Jüdenstraße stretches from Stralauer Straße, past the Moltkenmarkt, across busy Grunerstraße and ends around the Neptunbrunnen. A 1688 map of the city shows Jüdenstraße continuing to the Marienkirchen on Alexanderplatz.
Historically Significant, but Inconspicuous
Jüdenstraße meanders as a small inconspicuous side street between the Rotes Rathaus and the Rathauspassagen, so tucked away that you would have a hard time imagining this as one of the oldest streets in the city. This is partly due to the fact that, except for the Rathaus, the Altes Stadthaus and the Neues Stadthaus, hardly any pre-1945 building in this area remains. The rebuilding of the city during the GDR period changed the old street layout and general appearance of Berlin's historic city centre.
The Großer Jüdenhof (Large Jewish Quarter)
The Jüdenstraße is named after the Großer Jüdenhof, an Old Berlin residential quarter for Jews dating back to the 13th century. In the aftermath of Luther's polemics against the Jews, Jews were expelled from many cities in the 16th century. This included the Jews who had been residing in Berlin's Großer Jüdenhof. After having been restored and renovated in the 1930s, the Großer Jüdenhof was destroyed by bombing in WWII.

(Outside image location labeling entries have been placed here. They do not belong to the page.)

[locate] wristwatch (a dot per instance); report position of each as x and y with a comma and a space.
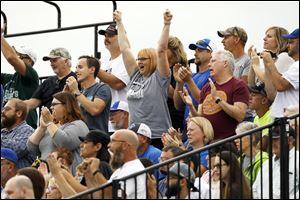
218, 99
77, 94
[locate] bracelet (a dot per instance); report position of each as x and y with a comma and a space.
218, 100
97, 171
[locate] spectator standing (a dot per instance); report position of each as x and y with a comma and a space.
234, 40
15, 131
260, 103
176, 54
25, 80
287, 83
113, 71
278, 46
193, 82
95, 98
61, 64
223, 101
9, 167
123, 145
119, 116
19, 187
48, 136
149, 81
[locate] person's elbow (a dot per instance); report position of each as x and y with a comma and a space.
283, 87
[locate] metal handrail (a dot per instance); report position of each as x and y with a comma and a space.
58, 12
5, 21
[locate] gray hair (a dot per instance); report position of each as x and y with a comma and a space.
226, 56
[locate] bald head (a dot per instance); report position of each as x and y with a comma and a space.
129, 136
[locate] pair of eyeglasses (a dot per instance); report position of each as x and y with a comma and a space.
142, 59
219, 166
203, 43
22, 56
54, 104
237, 31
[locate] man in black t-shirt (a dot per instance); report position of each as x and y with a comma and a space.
60, 60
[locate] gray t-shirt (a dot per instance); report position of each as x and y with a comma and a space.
242, 66
101, 91
147, 102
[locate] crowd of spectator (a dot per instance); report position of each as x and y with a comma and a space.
112, 118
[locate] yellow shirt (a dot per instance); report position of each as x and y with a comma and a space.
264, 120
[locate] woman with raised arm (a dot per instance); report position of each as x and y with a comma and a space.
149, 80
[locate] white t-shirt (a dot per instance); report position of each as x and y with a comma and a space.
290, 96
117, 68
127, 169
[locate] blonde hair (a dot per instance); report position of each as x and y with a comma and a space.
152, 54
206, 127
281, 42
176, 47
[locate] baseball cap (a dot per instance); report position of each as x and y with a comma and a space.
27, 51
141, 128
292, 35
96, 136
111, 29
119, 105
259, 88
236, 31
9, 154
57, 53
203, 44
184, 172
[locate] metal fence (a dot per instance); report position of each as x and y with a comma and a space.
289, 175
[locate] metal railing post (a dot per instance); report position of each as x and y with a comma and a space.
284, 159
5, 21
58, 12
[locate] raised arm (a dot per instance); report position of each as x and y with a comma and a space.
163, 64
124, 44
11, 55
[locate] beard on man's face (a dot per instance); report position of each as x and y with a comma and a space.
117, 159
7, 122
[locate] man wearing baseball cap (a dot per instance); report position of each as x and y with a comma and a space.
61, 64
25, 80
234, 40
193, 82
287, 83
113, 71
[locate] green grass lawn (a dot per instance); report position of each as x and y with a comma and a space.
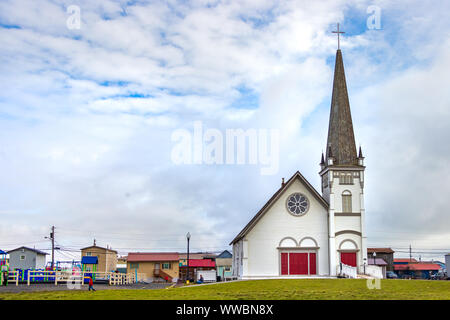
265, 289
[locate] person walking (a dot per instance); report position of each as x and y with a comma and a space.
91, 284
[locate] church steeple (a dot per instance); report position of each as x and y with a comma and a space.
341, 140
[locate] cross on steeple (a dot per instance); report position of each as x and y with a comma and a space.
338, 33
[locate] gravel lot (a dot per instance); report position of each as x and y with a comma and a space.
61, 287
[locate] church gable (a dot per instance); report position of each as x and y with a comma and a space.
301, 193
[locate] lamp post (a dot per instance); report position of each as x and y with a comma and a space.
188, 237
365, 261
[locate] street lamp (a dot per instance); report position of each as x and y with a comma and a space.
188, 237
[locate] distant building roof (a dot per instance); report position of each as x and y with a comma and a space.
378, 262
417, 266
201, 263
31, 249
405, 260
381, 250
197, 255
224, 255
152, 256
89, 260
107, 249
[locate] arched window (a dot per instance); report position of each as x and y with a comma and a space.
345, 178
346, 201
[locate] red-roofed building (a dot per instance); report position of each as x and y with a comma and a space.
195, 267
386, 254
405, 261
156, 266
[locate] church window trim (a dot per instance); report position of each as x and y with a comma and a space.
348, 250
345, 178
297, 204
347, 201
308, 238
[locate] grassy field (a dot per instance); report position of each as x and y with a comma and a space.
306, 289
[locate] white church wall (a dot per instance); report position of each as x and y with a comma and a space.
277, 224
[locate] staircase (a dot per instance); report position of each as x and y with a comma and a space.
346, 271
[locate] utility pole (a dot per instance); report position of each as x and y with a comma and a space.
52, 237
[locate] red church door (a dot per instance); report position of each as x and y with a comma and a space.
284, 263
312, 263
348, 258
298, 263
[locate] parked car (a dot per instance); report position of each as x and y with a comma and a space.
391, 275
439, 276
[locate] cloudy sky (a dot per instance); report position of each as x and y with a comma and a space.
88, 116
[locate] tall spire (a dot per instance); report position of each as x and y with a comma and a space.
341, 139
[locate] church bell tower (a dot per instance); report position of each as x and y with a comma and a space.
342, 180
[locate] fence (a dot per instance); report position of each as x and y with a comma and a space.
13, 276
374, 271
39, 276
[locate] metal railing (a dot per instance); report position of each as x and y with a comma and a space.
347, 271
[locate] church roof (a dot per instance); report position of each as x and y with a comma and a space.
341, 140
275, 196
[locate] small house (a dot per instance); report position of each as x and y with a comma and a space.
195, 267
26, 258
379, 263
387, 254
155, 266
417, 270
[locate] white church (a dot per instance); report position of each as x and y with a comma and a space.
300, 232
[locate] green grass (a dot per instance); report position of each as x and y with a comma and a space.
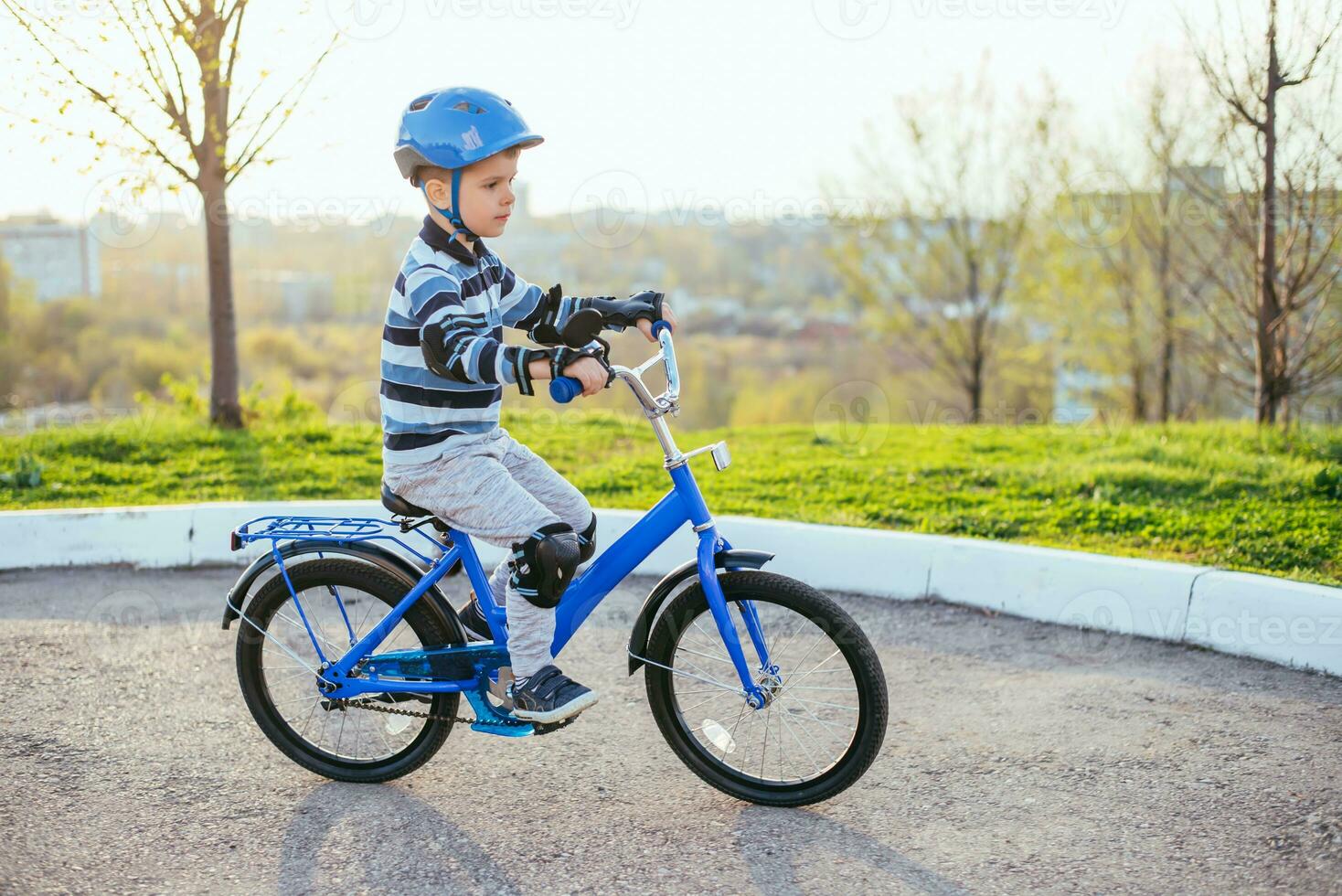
1220, 494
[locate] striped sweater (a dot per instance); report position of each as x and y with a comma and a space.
472, 298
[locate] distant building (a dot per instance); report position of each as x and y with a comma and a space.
59, 259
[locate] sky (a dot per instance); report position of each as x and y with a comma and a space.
744, 102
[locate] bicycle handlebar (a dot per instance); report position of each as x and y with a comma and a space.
565, 389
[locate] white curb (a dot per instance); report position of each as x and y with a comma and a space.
1259, 616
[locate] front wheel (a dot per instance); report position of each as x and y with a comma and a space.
827, 706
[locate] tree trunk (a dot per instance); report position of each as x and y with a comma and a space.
224, 410
1163, 270
1267, 376
977, 355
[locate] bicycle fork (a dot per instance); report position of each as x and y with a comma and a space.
708, 545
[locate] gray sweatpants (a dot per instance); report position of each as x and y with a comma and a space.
498, 490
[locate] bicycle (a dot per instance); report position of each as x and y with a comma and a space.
794, 722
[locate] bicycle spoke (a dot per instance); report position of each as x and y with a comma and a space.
370, 737
789, 740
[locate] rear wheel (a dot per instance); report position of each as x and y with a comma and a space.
343, 600
827, 709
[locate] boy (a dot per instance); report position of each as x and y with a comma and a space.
444, 367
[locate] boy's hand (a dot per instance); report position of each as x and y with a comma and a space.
590, 373
645, 326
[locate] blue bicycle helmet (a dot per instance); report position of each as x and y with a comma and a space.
453, 126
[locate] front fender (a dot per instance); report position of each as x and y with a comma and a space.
734, 559
387, 560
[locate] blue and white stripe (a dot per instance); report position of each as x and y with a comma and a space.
473, 296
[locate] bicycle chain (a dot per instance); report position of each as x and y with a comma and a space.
367, 703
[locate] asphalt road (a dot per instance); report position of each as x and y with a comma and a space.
1018, 757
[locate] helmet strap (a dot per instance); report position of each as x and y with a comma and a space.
453, 219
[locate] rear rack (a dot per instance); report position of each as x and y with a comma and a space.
343, 530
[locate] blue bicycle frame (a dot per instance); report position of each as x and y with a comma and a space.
357, 671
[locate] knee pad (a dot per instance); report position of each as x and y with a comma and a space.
544, 563
587, 540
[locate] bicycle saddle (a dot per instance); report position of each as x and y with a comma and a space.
398, 505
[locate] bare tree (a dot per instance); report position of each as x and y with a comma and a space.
938, 272
183, 109
1273, 261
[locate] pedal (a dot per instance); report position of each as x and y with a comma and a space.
555, 726
499, 689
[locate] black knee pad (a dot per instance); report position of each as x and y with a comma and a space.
544, 563
587, 540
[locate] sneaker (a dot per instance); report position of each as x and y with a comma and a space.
473, 620
549, 697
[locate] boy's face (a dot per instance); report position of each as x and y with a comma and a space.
486, 193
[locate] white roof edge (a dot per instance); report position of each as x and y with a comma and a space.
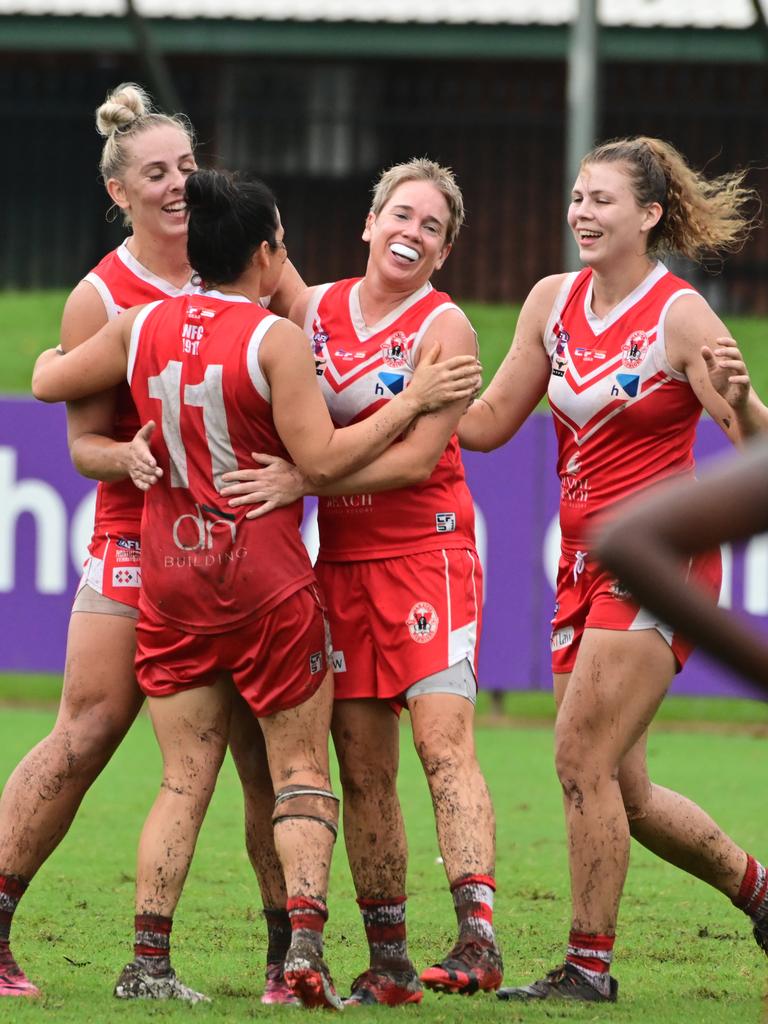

The Großer Jüdenhof is part of a neighbourhood called the Klosterviertel (Monastery Quarter) after a former Franciscan monastery once located here. The neighbourhood is slated to be rebuilt in the future. Prior to the rebuilding, excavations were undertaken of the Großer Jüdenhof which have brought historic artefacts to light, such as the remains of a synagogue and a Jewish mikvah (ritual bath) and various hand tools.